Une mère de famille, domiciliée en Argovie, quitte le domicile conjugal durant l'absence de son mari avec ses deux enfants en bas âge et s'installe à Bellinzone. Elle demande alors la suspension de la vie commune et l'obtention de la garde des enfants. Le Tribunal de district argovien constate la suspension de la vie commune ainsi que son bien-fondé, attribue la jouissance du domicile conjugal au mari et le droit de garde à la mère, mais lui ordonne d'élire domicile dans un périmètre accessible par le père en moins d'une heure et demie avec un transport public.
Saisi d'un recours, le Tribunal cantonal annule l'exigence d'un nouveau déménagement et réduit le droit de visite du père accordé par les autorités de district. Ce dernier fait alors recours auprès du Tribunal fédéral, où il ne va obtenir que partiellement raison.
Retour forcé pas prévu...
Dans leur arrêt (en allemand), les juges relèvent que le déplacement des enfants au Tessin est illégal, puisqu'il contrevient à l'article 301a du Code civil. Article qui stipule que le consentement du conjoint est requis si le déménagement a des conséquences importantes pour l'exercice de l'autorité parentale de l'autre parent, ainsi que pour les relations personnelles. Difficile de prétendre, dans la situation précise, que tel n'est pas le cas... Mais, poursuivent les juges, la loi n'a pas prévu la possibilité au parent qui s'oppose au déménagement de l'empêcher ou d'obtenir un retour forcé! C'est donc à raison que le Tribunal cantonal a exclu cette exigence du Tribunal de district.
Deux exceptions auraient pu toutefois être retenues. La première, c'est le changement dans l'attribution du droit de garde. Or, comme les horaires professionnels du père ne l'auraient pas permis, cette hypothèse a été écartée. La deuxième, c'est la mise en danger de l'enfant qu'un retour permettrait d'éviter. Sur ce point, les arguments avancés par le père – perte de la langue allemande et celle du contact avec le père – n'ont pas fait mouche. Les juges ont estimé que tout cela pouvait être surmonté avec un aménagement adapté des droits de visite et de vacances. Dans cette optique, le TF a néanmoins exigé que le Tribunal cantonal revienne sur les restrictions prononcées sur le droit de visite accordé au père.
D'autres jugements ont pourtant retenu l'une ou l'autre de ces exceptions (lire encadré).
Christian Chevrolet
Départ à l'étranger
Le droit prévoit une autorité parentale conjointe qui inclut celui de fixer le lieu de résidence des enfants. En cas de désaccord, le conjoint qui souhaite les déplacer doit obtenir l'accord de l'autorité de protection de l'enfant ou du tribunal (art. 301a CC).

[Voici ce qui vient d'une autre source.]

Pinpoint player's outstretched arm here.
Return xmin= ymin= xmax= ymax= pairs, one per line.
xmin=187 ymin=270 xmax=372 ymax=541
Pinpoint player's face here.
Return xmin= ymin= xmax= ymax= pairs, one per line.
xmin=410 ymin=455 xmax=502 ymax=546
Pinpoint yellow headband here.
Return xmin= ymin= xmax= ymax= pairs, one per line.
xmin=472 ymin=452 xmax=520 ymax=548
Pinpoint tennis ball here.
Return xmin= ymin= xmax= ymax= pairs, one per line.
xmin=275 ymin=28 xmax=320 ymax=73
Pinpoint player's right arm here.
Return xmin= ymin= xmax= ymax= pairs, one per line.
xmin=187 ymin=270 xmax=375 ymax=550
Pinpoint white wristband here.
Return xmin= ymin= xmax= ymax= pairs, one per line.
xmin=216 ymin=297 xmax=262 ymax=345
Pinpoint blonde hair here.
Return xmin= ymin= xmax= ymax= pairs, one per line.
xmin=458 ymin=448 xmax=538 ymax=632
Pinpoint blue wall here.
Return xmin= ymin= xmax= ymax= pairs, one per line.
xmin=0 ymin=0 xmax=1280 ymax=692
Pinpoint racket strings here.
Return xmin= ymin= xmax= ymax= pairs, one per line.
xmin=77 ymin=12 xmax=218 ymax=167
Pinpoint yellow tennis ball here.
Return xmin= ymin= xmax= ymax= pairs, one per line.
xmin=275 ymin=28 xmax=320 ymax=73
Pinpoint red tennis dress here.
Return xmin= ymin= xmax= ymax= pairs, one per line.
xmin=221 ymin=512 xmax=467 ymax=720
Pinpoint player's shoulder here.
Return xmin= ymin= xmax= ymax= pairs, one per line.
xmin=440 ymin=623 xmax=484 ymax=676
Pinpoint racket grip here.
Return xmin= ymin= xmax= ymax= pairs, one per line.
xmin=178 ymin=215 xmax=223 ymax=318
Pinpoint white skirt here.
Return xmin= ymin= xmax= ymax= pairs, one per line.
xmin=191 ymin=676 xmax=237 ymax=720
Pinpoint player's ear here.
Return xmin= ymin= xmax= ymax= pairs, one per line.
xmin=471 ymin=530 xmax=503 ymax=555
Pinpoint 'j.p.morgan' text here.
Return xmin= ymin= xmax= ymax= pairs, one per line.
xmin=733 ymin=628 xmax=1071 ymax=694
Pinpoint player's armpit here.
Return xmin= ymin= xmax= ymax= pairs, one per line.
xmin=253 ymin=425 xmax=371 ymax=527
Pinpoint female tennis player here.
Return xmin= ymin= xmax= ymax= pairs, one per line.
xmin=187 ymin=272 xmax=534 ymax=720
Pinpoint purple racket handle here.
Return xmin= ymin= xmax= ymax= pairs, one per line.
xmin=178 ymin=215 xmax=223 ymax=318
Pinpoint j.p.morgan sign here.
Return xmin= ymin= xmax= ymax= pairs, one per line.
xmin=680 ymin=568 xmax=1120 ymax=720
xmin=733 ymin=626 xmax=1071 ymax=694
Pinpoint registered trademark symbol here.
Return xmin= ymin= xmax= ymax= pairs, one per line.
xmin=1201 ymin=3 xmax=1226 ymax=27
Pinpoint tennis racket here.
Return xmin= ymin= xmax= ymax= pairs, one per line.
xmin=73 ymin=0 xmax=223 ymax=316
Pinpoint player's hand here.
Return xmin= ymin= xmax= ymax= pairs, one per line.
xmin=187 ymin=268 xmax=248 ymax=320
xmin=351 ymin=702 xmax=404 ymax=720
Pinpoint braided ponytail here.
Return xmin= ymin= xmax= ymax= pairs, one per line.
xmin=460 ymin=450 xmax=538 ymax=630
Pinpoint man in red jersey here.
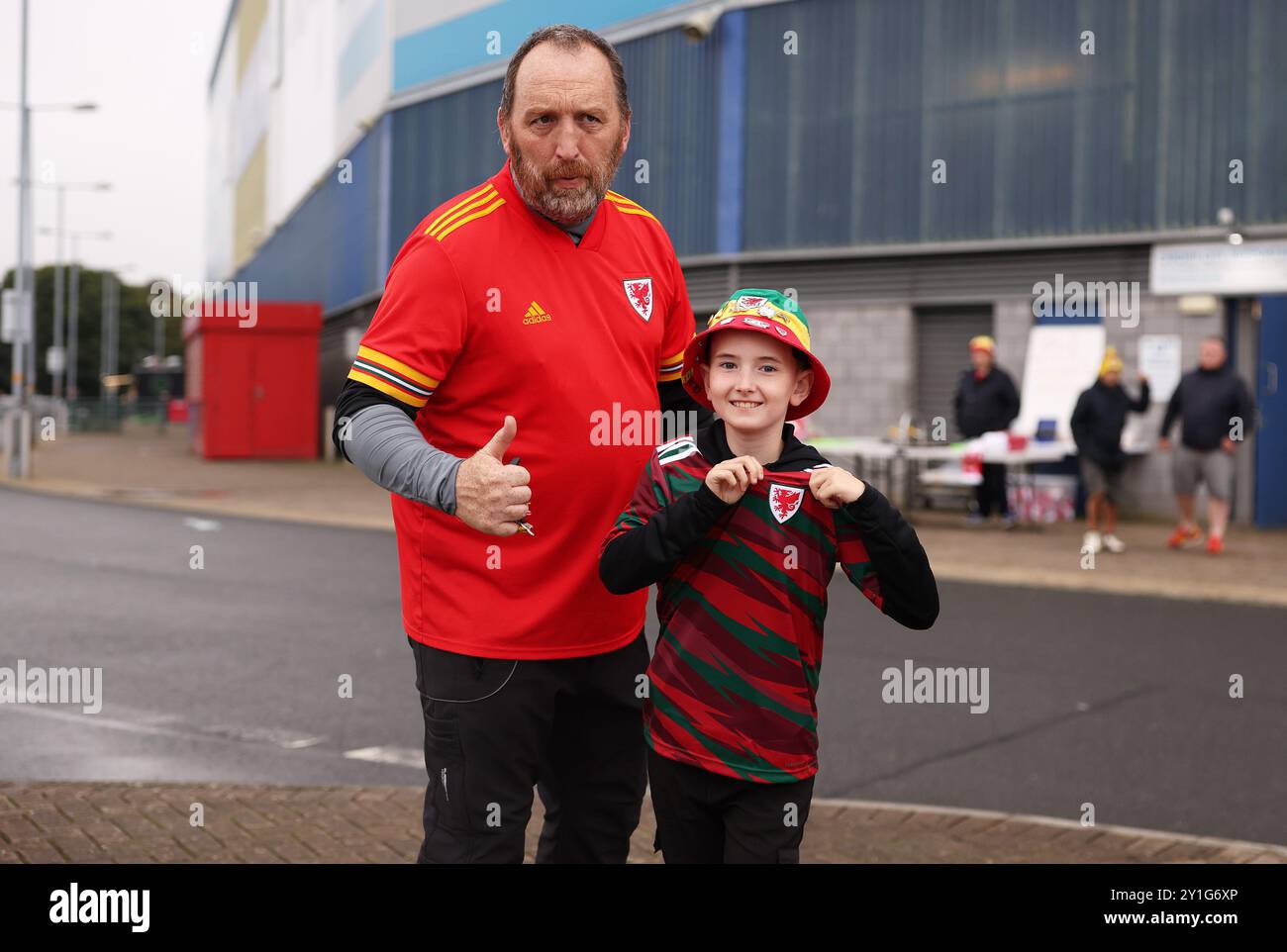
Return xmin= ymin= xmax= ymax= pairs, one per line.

Le Tribunal fédéral a dû récemment se prononcer (arrêt en allemand) sur un refus en la matière. La mère voulait déménager en Espagne avec sa fille de 7 ans, pour vivre avec sa nouvelle compagne. Le père s'y oppose, soutenu en cela par l'autorité de protection, puis le Tribunal cantonal. Le TF confirme: son éducation en Espagne nécessitera l'apprentissage d'une nouvelle langue et, à part la compagne de sa mère, la fille ne connait personne dans ce pays. En outre, la mère n'a pas encore de travail là -bas et son nouveau couple ne paraît pas assez stable. Les juges ont donc estimé que le bien de l'enfant serait mieux préservé s'il reste en Suisse avec son père.
Autre situation, autre jugement: deux parents divorcent avec l'autorité parentale partagée, mais avec la garde des enfants confiée à la mère. Lorsque cette dernière veut déménager avec ses bambins en Autriche, le père s'y oppose, mais perd tant devant le Tribunal cantonal que fédéral. Dans leur arrêt (en allemand encore), les juges estiment que le père ne veut pas la garde exclusive des enfants, mais seulement empêcher leur déménagement. Or, ils retournent dans la patrie de leur mère où elle a une partie de sa famille, ils parlent allemand, et leur jeune âge leur permettra de s'adapter facilement. Dès lors, leur bien est mieux préservé s'ils suivent leur mère à l'étranger, du moment que le droit de visite du père est élargi, ce que le Tribunal fédéral exige parallèlement.